Using Data Engineering to Monitor Due Process Violations in Asylum Hearings

How I engineered legal data to analyze linguistic discrimination against asylum seekers.

WWI propaganda poster. Source: Flickr/Mennonite Church USA Archive

Currently, the United States is experiencing what the New Yorker describes as a “translation crisis at the border.” When migrants from South America arrive at the border, they’re met at the border by paramilitary officers and immigration agents. Interpreters are integral to the asylum process, since they facilitate communication between asylum applicants and law enforcement.

However, there aren’t enough interpreters to represent asylum seekers — especially asylum seekers who are indigenous or speak a language with a small speaking population.

As a data engineer for non-profit advocacy organization Human Rights First’s asylum case database, I was curious if there was just as much of a translation crisis in the courtroom as at the border.

So, I engineered new features in the database to study whether variables like an asylum applicant’s native language and access to an interpreter had an effect on my research target variable, the applicant’s perceived legal credibility.

Translation: “Indigenous Languages in Latin America: More than a fifth of the 557 indigenous languages spoken in Latin America are in grave danger of going extinct, according to a new map published by UNICEF this month. SOURCE: ‘Sociolinguistic Atlas of Indigenous Communities in Latin America,’ UNICEF.”


Because my career mission is to use break barriers to information, I was excited to serve as a data engineer for non-profit advocacy organization Human Rights First’s asylum case database. The goal of the database is to provide asylum lawyers a centralized place to research case records and judicial trends. (Click here to view the codebase on GitHub.)

At the start, we inherited a scraper that pulled the following information from both initial hearing and appellate decisions:

  • Applicant’s country of origin
  • Applicant’s sex
  • Date of document
  • Judge(s) hearing the case
  • Type of application
  • Protected grounds
  • Type of violence applicant experienced (if applicable)
  • Hearing outcome

While the scraper as-inherited provided a database user with basic information about the asylum applicant, their case and the case’s outcome, it did not dig into possible under-researched biases. With my particular interest and previous experience in linguistic justice advocacy, I wanted to explore

Why would a judge deny asylum?

While reviewing the 130-or-so asylum hearing decisions provided as testing data, I noticed the term “credibility” occurring over and over. How trustworthy did the judge find the asylum applicant to be? Did the judge determine that the applicant was telling the full truth?

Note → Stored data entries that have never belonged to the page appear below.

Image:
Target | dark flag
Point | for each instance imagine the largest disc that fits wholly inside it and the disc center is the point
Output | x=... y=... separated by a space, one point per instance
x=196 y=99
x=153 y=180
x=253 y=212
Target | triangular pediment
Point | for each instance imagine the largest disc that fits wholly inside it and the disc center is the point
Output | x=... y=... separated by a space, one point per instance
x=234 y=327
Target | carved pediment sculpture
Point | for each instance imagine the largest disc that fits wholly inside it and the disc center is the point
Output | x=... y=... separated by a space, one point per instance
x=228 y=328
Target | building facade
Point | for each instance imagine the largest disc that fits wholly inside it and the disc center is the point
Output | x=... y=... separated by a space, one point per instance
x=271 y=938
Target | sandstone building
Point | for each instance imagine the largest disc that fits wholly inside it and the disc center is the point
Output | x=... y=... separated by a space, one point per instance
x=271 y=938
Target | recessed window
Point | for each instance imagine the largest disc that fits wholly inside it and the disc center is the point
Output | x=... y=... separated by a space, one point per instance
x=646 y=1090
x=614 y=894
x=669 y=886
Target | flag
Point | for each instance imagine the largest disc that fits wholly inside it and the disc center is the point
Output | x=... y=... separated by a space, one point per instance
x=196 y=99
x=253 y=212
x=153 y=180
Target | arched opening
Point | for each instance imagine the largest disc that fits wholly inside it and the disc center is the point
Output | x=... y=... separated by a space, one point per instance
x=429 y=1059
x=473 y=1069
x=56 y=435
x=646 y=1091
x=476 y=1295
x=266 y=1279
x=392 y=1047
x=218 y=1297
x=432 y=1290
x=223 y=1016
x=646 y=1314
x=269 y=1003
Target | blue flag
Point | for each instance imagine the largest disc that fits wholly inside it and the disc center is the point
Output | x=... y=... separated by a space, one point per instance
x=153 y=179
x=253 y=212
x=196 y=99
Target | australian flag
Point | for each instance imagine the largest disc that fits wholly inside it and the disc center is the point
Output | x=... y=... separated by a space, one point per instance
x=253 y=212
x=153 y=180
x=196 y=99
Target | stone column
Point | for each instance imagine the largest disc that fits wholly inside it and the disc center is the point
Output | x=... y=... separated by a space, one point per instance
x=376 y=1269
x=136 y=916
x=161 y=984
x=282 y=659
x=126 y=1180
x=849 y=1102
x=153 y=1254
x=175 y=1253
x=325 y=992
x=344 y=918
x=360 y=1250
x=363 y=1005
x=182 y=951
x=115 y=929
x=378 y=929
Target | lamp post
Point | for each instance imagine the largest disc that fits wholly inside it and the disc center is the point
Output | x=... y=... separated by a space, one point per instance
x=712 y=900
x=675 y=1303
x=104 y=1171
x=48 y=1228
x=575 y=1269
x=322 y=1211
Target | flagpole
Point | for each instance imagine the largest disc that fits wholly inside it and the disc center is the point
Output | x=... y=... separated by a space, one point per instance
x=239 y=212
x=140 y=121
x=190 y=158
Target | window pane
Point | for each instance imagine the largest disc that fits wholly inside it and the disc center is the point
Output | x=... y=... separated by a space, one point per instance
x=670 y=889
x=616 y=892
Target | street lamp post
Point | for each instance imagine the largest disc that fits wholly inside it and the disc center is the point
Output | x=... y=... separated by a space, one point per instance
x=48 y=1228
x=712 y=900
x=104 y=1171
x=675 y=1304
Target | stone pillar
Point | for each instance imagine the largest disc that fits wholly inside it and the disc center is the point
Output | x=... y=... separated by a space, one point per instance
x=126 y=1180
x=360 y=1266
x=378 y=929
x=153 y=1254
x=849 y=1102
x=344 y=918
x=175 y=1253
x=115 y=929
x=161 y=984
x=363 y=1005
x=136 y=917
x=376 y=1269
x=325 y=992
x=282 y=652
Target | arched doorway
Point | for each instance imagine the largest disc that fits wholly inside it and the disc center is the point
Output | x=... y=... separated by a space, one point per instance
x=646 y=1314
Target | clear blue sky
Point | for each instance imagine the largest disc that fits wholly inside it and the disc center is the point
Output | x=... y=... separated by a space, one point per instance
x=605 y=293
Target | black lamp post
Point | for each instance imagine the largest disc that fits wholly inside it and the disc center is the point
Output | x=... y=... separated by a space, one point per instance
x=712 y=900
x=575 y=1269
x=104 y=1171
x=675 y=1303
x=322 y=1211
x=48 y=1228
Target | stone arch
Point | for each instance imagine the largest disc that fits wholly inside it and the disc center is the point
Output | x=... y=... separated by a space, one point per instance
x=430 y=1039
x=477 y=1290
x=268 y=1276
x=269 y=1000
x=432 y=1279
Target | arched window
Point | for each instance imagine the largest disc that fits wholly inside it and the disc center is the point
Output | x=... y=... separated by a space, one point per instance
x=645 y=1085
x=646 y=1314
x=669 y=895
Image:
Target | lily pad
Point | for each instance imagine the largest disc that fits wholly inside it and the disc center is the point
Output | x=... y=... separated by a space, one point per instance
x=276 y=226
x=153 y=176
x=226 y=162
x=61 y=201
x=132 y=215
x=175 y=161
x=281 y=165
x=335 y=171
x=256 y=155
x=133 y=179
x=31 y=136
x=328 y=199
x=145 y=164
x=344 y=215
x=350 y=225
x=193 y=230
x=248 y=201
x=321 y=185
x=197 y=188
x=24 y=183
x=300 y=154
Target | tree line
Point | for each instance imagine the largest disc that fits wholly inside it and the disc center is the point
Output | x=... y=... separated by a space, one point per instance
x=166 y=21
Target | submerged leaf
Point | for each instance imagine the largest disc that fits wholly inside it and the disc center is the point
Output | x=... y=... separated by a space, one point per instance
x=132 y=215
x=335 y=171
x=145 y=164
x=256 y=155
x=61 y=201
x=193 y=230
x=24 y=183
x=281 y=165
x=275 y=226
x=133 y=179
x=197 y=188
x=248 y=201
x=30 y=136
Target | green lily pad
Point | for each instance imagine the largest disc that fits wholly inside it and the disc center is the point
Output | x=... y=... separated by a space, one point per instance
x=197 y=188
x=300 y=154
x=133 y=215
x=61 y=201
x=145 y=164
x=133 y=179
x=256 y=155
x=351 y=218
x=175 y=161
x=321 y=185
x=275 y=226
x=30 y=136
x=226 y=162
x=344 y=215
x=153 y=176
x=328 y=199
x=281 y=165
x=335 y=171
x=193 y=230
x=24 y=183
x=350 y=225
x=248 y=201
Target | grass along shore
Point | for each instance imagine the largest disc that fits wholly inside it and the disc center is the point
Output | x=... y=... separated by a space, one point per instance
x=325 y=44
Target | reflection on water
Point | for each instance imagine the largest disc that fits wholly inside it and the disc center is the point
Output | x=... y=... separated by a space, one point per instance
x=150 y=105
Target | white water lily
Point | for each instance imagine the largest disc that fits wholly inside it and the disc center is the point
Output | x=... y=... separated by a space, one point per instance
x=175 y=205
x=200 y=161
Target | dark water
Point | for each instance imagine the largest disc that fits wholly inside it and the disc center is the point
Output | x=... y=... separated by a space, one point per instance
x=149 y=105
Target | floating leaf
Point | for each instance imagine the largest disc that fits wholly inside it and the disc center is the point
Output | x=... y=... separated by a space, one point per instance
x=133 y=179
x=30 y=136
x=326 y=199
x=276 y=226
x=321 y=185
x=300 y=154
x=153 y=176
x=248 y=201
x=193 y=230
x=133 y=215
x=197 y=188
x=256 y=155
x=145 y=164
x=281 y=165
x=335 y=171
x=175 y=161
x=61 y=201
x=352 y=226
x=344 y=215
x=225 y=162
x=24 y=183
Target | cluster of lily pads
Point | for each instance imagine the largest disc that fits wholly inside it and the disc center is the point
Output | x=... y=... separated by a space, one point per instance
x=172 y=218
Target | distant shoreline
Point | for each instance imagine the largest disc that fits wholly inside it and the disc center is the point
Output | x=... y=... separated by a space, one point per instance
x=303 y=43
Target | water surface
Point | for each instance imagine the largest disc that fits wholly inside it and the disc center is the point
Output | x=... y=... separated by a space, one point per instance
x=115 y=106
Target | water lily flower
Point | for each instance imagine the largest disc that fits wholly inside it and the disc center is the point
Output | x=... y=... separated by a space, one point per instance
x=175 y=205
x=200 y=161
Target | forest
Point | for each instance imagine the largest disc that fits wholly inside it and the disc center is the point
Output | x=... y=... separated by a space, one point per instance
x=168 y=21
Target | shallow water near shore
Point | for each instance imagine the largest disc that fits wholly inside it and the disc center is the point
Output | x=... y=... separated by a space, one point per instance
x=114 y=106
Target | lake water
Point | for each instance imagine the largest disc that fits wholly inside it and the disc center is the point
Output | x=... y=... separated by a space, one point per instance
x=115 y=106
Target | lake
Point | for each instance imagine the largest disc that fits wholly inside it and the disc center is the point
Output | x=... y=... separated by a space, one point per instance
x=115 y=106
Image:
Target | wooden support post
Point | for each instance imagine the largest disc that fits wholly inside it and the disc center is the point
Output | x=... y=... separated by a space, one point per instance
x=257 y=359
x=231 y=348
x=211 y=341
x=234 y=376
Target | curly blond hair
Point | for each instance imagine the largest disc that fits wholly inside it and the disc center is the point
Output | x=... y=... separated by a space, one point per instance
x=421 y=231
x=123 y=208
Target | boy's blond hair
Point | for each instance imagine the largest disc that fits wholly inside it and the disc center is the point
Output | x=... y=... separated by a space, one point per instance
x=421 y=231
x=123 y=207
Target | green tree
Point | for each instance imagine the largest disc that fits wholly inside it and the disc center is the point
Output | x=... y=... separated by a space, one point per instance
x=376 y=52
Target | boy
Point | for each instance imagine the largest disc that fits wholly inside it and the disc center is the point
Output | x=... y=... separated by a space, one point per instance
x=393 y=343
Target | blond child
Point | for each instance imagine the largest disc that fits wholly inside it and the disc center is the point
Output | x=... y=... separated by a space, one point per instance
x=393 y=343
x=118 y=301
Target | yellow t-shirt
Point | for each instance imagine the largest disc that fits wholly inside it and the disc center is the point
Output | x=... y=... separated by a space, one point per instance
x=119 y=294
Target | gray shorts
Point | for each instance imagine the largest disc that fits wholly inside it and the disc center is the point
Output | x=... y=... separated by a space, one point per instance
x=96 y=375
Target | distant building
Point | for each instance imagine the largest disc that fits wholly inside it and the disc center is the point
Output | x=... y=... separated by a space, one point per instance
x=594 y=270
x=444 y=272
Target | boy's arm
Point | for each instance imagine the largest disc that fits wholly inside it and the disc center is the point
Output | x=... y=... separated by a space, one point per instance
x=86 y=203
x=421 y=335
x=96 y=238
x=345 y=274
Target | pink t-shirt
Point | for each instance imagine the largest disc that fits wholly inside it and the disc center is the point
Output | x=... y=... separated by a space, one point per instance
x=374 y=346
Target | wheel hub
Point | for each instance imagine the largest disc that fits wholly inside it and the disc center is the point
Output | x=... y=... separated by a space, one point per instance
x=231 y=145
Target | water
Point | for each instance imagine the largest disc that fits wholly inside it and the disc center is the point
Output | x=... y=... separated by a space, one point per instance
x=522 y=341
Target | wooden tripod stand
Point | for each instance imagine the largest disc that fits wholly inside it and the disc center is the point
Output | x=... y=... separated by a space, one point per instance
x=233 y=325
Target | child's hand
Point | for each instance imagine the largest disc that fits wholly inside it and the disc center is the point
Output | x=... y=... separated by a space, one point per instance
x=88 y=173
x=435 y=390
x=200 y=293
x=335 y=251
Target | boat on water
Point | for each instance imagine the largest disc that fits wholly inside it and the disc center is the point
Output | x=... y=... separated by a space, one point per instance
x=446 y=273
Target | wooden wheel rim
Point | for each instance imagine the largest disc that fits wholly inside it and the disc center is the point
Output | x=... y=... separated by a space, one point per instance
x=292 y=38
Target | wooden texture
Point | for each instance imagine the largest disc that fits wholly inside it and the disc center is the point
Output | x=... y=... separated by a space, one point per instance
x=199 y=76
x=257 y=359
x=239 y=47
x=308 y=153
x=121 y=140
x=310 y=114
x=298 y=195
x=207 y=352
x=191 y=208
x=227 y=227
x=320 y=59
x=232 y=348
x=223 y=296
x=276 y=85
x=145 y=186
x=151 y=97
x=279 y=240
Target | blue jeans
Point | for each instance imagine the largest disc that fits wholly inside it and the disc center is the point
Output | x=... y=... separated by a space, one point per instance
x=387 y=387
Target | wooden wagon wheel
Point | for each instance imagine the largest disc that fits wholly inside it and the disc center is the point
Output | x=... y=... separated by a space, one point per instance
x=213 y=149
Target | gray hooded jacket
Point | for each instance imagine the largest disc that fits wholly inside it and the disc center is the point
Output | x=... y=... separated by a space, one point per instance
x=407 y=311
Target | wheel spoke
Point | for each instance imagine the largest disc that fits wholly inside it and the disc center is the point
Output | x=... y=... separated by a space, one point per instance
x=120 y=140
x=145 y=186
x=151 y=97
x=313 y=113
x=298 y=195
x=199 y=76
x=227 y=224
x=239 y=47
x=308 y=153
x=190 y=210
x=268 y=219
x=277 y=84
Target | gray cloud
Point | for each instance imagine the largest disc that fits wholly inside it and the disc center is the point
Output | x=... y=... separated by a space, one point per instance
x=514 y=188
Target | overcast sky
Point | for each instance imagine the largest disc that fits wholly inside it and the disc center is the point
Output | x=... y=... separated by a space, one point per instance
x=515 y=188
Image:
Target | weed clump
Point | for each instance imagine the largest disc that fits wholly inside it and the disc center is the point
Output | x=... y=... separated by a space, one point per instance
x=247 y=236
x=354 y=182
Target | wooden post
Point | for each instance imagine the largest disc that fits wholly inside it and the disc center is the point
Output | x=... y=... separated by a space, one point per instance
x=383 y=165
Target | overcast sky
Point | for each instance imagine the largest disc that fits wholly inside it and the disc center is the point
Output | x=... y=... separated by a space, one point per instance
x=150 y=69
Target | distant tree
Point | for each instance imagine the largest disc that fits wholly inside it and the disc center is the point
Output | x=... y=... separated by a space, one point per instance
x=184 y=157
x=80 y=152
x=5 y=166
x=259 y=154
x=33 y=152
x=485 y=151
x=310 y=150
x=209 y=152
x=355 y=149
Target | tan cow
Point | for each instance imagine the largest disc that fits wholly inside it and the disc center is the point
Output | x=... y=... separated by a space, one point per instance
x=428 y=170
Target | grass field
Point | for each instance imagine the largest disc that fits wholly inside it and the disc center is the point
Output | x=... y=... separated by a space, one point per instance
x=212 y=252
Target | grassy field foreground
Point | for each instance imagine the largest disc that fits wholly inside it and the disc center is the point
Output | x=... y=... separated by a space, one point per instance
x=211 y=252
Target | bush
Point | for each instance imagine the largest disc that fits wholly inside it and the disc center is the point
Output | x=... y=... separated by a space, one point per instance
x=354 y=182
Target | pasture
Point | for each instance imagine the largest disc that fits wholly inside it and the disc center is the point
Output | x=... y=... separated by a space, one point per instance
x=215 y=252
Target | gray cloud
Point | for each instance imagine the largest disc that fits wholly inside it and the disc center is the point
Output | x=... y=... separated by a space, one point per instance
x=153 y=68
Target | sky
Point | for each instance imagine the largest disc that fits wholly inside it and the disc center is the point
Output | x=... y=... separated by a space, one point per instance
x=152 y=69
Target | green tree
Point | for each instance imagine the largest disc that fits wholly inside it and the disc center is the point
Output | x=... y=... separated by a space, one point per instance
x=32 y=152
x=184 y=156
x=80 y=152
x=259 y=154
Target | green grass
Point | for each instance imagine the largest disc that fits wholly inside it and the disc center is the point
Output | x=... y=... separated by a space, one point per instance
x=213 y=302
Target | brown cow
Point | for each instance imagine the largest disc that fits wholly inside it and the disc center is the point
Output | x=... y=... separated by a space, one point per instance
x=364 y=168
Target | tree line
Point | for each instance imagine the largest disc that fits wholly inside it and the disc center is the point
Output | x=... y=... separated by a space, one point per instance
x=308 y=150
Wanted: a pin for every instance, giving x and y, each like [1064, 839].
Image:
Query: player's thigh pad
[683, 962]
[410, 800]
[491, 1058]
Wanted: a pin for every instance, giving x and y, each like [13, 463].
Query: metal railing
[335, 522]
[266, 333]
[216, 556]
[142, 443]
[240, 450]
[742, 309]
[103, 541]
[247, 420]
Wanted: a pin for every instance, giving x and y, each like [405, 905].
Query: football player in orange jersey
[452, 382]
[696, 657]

Immigration judges determine an asylum applicant’s credibility by the consistency of their testimony, and the ability for their testimony to meet the burden of proof for each claim to asylum. No matter how dangerous the conditions are back home, if the applicant doesn’t present a clear, consistent narrative, then the judge will deny their case.

However, the judge’s ability to evaluate applicant’s testimony is dependent on their ability to effectively communicate with the applicant. If an applicant doesn’t speak English, they must rely on an interpreter to effectively communicate their claims for asylum. In combination with the cultural, racial and socioeconomic differences between the three parties, communication can become misconstrued, or the applicant might become wary of sharing every detail of their narrative.

(It should be noted that not all asylum applicants are non-English speakers. Members of countries that speak English as either lingua francas or official languages seek asylum in the United States — and face linguistic discrimination in the courts as well. Testimony provided in variations of English, such as African American Vernacular English (AAVE), are also not considered to be as legally credible.)

In order to study the relationship between language, racial/ethnic identity and legal credibility, I designed code to pull information from an asylum hearing document about the applicant’s perceived credibility; their native language; race/ethnicity — specifically, indigenous status — and access to an interpreter during their hearings, if applicable.

Translating the research question into code

When designing the fields, I crafted arguments based on the syntactical patterns in the legal documents provided as testing data.

For the field determining the applicant’s perceived credibility, I used the follow logic: if the term “credible” is found in the document, and the word before it is not the word “not,” then the judge perceived the applicant as credible; if the “credible” appears, but the word “not” does precede it, then the applicant was not perceived as credible. However, when designing this field, I also had to take into account cases that did not mention an applicant’s perceived credibility.

To account for occasions when credibility is not mentioned in a hearing, I created an argument that states: if the term “credibility” is not present in the document, then fill in the field as “Not applicable to the case.” Without this logic, an asylum applicant could be misidentified as not credible, when their credibility was not in discussion.

Left: Function to search for an applicant’s perceived credibility. Right: Function to search for an applicant’s access to an interpreter.

For the field determining the applicant’s native language, I used the following logic: if the terms “native speaker” or “native speakers” appear in the document, then the native language must be the two subsequent words. If neither of those terms appear, then it’s assumed that the applicant is a native speaker of English — or at least did not declare any languages other than English.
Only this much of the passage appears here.